Monhegan Museum of Art & History preserves and displays the art and history of Monhegan Island, ME. The exhibits are open to the public from June 24-September 30. Curators work year-round and are available for questions and research.
The Monhegan Store and the Ice Pond have been linked together since the turn of the 20th century. E. L. Porter (c. 1911) sold his ownership of the Ice Pond to Hill Dane in 1919, a year later Hill Dane purchased the Monhegan Store. From that point on the deed of sale for the Ice Pond and Store are closely related.
Ice was sold and delivered to cottages and businesses at the Monhegan Store.
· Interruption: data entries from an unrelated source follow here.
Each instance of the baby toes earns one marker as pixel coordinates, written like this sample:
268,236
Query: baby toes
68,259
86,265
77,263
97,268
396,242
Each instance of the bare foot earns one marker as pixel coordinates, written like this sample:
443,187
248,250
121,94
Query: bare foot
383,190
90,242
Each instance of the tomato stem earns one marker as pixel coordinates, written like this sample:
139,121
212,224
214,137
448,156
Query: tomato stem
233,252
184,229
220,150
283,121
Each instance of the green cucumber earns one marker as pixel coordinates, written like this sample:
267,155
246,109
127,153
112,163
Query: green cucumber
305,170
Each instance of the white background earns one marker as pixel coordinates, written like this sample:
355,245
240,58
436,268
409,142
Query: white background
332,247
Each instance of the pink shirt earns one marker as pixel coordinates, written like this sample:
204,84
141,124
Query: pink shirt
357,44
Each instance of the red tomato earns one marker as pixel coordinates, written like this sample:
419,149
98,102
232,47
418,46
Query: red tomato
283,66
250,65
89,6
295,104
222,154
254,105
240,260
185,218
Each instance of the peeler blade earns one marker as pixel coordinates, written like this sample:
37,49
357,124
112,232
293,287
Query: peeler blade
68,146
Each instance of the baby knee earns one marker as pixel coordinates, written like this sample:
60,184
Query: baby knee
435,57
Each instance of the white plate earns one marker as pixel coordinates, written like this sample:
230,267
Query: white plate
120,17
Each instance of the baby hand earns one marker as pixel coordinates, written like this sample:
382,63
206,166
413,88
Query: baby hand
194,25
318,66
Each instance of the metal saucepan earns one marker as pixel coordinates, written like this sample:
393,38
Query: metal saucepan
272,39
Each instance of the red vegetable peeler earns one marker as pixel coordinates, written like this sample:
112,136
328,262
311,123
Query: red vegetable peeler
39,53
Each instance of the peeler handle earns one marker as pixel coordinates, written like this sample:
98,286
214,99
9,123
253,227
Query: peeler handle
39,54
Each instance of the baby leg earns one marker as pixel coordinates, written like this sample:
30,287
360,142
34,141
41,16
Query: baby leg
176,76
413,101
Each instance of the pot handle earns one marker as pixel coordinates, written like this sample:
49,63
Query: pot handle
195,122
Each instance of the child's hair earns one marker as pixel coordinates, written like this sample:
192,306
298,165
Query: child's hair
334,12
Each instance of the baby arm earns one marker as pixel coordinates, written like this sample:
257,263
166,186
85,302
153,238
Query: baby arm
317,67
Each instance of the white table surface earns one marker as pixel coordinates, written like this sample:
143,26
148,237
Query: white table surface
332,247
Insulated ice boxes were commonly used in the mid to late 1800s for storing perishable foods. Ice harvested on Monhegan was used by the island’s residents, the fishing industry, the ice cream parlor and the summer boarding houses. When Doug and Harry took over and expanded the operation in the 1940s, ice harvesting and the use of ice boxes was becoming a thing of the past on the mainland, but was alive and well on Monhegan, due to Monhegan not having a central power company and gas was very expensive making gas and electric powered refrigerators cost prohibitive. It wasn’t until the late 1960s that gas prices became more affordable and more gas refrigeration was used. According to Ben Odom, the tenement apartments in Boston were being retrofitted with new electric refrigerators around this time and the islanders took advantage of getting inexpensive second-hand gas refrigerators. At the same time, the ice cutting equipment was starting to fail and profits were low and therefore the ice harvesting industry started to wind down on Monhegan. Around 1972, the final ice harvest was made. In these final years the ice was primarily used by the few boarding houses and as bags of ice for those seeking a cold beverage on a hot day.